Nigeria pumped 236.2 million barrels of crude oil in the first half of 2024, according to the Nigerian Upstream Petroleum Regulatory Commission (NUPRC).

This figure represents an increase from the 219.5 million barrels produced during the same period in 2023.

In January, Nigeria produced 44.2 million barrels of crude oil while February saw a slight dip to 38.3 million barrels, with March following closely at 38.1 million barrels.

April and May production stood at 38.4 million barrels and 38.8 million barrels, respectively. June’s output remained consistent at 38.3 million barrels, demonstrating a stable production trend.

Despite the overall increase compared to 2023, the 2024 production figures still fall short of the 302.42 million barrels produced in the same period in 2020.

This ongoing fluctuation underscores the challenges facing Nigeria’s oil sector, which has experienced varying production levels over recent years.

On a daily basis, Nigeria’s crude oil production showed some variability. In January, the average daily production peaked at 1.43 million barrels per day (mbpd), the highest within the six-month period.

February’s production dropped to 1.32 mbpd, with a further decrease to 1.23 mbpd in March. April saw a modest increase to 1.28 mbpd, which then fell again to 1.25 mbpd in May. June ended on a positive note with a slight rise to 1.28 mbpd.

The fluctuations in daily production rates have prompted government and industry leaders to address underlying issues.

Mele Kyari, Group Chief Executive Officer of the Nigerian National Petroleum Company Limited (NNPC), has highlighted the detrimental effects of oil theft and vandalism on Nigeria’s production capabilities.

Kyari emphasized that addressing these security challenges is critical to boosting production and attracting investment.
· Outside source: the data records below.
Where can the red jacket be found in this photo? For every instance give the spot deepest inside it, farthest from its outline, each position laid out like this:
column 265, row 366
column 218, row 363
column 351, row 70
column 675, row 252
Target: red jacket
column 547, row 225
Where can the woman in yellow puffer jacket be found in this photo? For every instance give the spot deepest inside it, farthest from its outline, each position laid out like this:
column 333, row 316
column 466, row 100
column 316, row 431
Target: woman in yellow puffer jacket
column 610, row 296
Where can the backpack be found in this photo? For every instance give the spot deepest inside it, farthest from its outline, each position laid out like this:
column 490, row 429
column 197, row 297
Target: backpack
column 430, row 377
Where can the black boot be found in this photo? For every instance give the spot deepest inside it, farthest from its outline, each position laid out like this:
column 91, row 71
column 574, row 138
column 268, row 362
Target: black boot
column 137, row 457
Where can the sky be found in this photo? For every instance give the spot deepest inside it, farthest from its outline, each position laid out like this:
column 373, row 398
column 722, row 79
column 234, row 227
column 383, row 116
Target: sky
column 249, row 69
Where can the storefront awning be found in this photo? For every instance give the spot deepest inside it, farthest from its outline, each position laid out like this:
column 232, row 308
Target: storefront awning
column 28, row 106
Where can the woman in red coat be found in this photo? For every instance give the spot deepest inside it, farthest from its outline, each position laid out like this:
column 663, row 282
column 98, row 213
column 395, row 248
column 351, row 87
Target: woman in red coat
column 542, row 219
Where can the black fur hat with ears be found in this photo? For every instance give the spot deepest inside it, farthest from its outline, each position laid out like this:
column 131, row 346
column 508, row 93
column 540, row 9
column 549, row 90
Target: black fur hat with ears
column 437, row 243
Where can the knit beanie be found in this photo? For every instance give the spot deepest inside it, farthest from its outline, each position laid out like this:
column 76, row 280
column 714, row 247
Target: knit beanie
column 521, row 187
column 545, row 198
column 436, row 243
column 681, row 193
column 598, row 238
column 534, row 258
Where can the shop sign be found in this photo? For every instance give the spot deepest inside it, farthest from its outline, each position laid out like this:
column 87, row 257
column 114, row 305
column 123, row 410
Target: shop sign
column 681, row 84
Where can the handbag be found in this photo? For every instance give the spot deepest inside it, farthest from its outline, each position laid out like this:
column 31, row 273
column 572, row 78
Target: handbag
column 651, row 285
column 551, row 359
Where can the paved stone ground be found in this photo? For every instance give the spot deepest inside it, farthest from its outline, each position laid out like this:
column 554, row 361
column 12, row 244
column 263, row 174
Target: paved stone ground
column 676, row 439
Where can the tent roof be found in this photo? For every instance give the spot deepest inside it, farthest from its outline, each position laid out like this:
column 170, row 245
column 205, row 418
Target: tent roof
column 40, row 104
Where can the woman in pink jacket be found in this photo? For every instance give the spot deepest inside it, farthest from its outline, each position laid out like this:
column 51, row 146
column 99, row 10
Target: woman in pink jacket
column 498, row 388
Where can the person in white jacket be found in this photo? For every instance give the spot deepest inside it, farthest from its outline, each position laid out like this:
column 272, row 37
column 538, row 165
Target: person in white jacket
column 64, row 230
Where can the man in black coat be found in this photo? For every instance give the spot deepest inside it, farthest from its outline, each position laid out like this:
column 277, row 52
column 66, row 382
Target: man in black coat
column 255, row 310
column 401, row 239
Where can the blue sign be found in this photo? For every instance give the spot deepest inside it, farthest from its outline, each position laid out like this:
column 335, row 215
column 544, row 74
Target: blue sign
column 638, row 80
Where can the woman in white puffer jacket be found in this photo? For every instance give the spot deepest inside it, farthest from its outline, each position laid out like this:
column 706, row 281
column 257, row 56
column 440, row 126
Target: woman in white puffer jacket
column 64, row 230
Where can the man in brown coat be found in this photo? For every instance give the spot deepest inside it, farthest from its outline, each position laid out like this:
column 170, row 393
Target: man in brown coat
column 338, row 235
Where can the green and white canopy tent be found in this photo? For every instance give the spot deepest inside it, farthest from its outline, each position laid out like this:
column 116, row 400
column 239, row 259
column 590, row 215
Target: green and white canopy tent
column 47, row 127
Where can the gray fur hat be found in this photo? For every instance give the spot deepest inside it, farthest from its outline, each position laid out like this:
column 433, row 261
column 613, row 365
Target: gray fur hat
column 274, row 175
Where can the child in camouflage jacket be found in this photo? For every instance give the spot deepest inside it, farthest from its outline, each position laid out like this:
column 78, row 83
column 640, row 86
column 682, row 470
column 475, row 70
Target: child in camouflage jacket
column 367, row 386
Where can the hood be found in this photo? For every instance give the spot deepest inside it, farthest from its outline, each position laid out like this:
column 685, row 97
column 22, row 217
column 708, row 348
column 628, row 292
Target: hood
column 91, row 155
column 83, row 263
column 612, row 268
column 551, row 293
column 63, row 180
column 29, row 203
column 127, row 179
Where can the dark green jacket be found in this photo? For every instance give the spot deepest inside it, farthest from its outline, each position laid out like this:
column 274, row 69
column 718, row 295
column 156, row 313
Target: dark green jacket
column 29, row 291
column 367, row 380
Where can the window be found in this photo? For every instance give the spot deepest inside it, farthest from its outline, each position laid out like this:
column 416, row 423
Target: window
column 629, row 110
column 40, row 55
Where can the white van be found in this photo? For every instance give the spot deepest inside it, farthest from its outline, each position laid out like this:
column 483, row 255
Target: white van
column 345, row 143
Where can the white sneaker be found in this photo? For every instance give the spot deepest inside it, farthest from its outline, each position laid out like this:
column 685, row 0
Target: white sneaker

Kyari also noted recent efforts to combat illegal activities, including the removal of over 5,800 illegal connections from pipelines and dismantling more than 6,000 illegal refineries.

He expressed confidence that these measures, combined with ongoing policy reforms, would support Nigeria’s goal of increasing daily production to two million barrels.

The Nigerian government remains focused on stabilizing and enhancing oil production. With recent efforts showing promising results, there is cautious optimism that Nigeria will achieve its production targets.